Governor joins WVU President Gordon Gee in heart transplant announcement

In many ways, WVU President Gordon Gee said, the land-grant university he leads is the heart of West Virginia.
The university, in turn, put
its recent focus on the hearts of West Virginia.
WVU reinforced that commitment Wednesday with the announcement of the state’s first heart transplant program, to be part of the WVU Heart and Vascular Institute.
Gee was joined by West Virginia Gov. Jim Justice and WVU Medicine President and CEO Albert Wright, among others
during a press conference held in the institute’s first-floor conference room.
According to a WVU Medicine press release, a letter of intent was filed with the West Virginia Health Care Authority on Aug. 10. A certificate of need was filed Aug. 20.
Wright said he anticipates the program will be up and running in 2019.
He explained that WVU invested hundreds of millions
in heart and vascular care over the last three years, including
the construction of a 10-story,
$200 million tower attached to J.W. Ruby Memorial Hospital and the recruitment of Dr. Vinay
Badhwar to lead the institute.
“What we’ve found is when we put people, programs and the physical plant together, we can really do magical things here,” Wright said. “The results we’ve seen in these last 24 to 36 months are nothing short of amazing.”

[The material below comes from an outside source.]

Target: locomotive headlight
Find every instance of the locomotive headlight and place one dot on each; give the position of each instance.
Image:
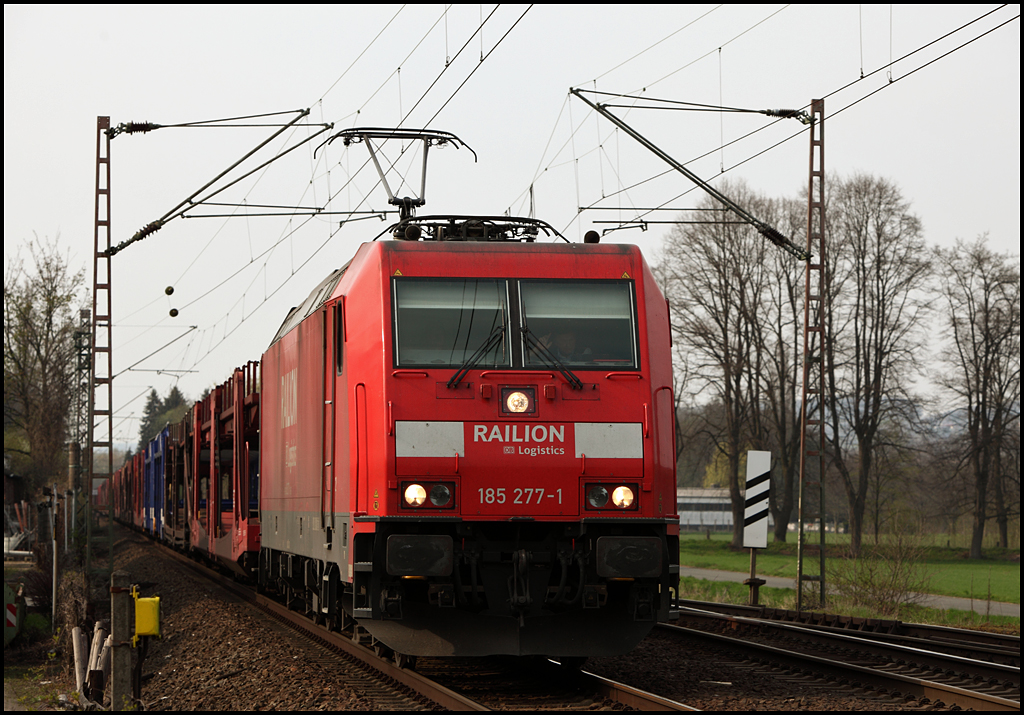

Badhwar said those results include the creation of thestate’s first advanced heart failure program and the implementation of emerging artificial heart technology.
There are currently
22 West Virginians awaiting a new heart. Being on
a heart transplant list requires the patient live within four hours of a transplant center.
“What we’re trying to do is make sure people have the best possible health care in West Virginia. We should not have people going away to other places,” Gee said. “There’s no reason people should not come to this beautiful state and get the best possible health care, and that’s what we’re celebrating today. I want all of you to know you’ve made possible something very special.”
Justice said the strides both West Virginia and WVU have made would be unbelievable as recently as 20 years ago.
“Think about John Doe in West Virginia, how much he needs you. How much he needs the ability to not have to travel all over the place for decent health care, how much he needs you to be a star,” Justice said, later adding, “I mean it. There’s no way to be more proud of our state university than I am.”
Gee noted that heart disease is the state’s leading cause of death. He said WVU and WVU Medicine has the talent and determination to tackle it head-on.
“If we have the will and courage to be great, we will be,” he said.